Yep! The 9mm is about done at 50yds but that AR can reach out there. I shot the 9mm AR about two weeks ago and it was a blast. Friend has AR-15 and were going out in a week or so and fire it. Man I can't wait.


----------



## Shipwreck (Jan 26, 2006)

Well, with the right ammo, the PS90 can go to 200 meters. But, w/ an EOtech, shooting very accurately past 100 yards gets tough. I'm sure I could probably hit a silhouette SOMEPLACE on the target w/ an eotech at 150 yards, but I don't know about past that point. I think ya need a magnified scope to take advantage of the AR's longer distance. 

It's where ya keep your offhand on the AR that makes it rather uncomfortable to me. I love the design of the PS90 and where I have my left hand at when holding it.

I was contemplating selling my USPc and getting an AR sooner, and also having money to also get another Eotech for it right away. But for now, I think I will wait until I shoot a friend's here locally.

If I don't get an AR, I really am not sure what I will do with the cash. I want a target 22, but that is cheap. And, while I KINDA like the FNP9, I am not sure I really need another pistol... Hmmmm....

I wish someone else would make a 9mm carbine, similar to the Storm, but with some differences. When is this mythical Glock carbine coming?


----------



## scooter (May 9, 2006)

Just a note.. the "evil" forward pistol grip cures that feeling you are talking about:mrgreen:

And it might be I just a have little better eyesight than others but I can consistantly hit COM on silouhettes at 200 yds + with my bushnell gen III.(my brother and I were out doing just that last w/e. we zeroed at 25,50 100yds, and then burned 200 rnds at silhouettes at 200 yds.) Reminded me of Qualifing with the M16 in the 
Army and USAF at 50,100,200 and 400 meters with just the peeps. It was a blast!!


----------



## Shipwreck (Jan 26, 2006)

scooter said:


> Just a note.. the "evil" forward pistol grip cures that feeling you are talking about:mrgreen:


I know. But it is still further forward. I tilted my hand to simulate where the grip would be.

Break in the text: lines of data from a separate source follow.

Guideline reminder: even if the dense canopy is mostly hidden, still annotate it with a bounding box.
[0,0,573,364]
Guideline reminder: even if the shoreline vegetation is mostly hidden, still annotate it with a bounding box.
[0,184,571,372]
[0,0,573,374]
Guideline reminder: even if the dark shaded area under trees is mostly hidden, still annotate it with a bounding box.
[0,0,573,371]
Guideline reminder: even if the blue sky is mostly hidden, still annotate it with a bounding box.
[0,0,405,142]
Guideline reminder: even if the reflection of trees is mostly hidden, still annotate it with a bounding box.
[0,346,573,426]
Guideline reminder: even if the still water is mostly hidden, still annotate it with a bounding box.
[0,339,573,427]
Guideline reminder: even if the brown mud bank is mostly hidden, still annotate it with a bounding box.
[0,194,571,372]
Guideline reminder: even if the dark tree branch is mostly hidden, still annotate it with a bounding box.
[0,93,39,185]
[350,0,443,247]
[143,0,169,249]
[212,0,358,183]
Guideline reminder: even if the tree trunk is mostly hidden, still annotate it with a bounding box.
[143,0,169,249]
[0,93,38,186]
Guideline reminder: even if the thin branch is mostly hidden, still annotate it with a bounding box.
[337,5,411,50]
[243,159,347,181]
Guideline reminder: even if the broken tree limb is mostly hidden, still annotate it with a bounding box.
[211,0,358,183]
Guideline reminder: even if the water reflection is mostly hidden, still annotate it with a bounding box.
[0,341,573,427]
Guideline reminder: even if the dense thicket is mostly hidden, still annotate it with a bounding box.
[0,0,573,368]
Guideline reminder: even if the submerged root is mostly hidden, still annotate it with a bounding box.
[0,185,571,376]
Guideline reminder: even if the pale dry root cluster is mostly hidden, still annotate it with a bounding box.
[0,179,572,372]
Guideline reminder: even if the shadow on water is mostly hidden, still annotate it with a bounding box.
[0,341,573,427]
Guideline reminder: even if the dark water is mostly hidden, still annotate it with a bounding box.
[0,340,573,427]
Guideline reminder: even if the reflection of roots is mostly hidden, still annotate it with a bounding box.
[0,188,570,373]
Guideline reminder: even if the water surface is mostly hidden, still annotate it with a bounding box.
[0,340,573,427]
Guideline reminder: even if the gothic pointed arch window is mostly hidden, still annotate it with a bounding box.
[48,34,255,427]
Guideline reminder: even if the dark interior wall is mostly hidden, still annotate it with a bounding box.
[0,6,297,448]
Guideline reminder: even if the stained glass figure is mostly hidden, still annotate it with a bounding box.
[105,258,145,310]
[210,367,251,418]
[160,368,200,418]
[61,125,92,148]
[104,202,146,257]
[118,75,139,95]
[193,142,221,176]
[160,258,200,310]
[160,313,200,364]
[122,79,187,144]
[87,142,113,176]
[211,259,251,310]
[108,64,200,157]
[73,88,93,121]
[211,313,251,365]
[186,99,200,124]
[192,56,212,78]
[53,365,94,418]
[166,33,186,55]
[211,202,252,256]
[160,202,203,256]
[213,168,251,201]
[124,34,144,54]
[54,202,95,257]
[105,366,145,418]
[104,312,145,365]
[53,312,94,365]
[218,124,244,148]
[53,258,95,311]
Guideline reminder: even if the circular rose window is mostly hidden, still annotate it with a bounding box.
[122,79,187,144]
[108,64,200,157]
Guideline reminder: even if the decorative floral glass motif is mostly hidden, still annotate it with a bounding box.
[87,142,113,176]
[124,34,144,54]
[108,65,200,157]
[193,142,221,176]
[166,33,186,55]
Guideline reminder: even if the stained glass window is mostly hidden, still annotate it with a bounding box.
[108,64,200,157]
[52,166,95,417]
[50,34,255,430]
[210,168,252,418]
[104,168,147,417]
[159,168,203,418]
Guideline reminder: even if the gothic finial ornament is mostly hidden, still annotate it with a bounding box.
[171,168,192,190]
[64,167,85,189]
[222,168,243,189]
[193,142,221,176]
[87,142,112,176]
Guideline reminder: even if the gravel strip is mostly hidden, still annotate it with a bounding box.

Maybe if I put it all the way closest to me, that might help simulate it a bit more (as far back as the quadrail would allow)


----------



## Shipwreck (Jan 26, 2006)

Well, I looked at the AR's again today - I think if I get one and put a forward grip on the quad rail - but put it all the way towards me as it can go _ I will like that. Not as much as the PS90, but I will like it.

So, I'll probably be buying one as soon as I can save the rest....


----------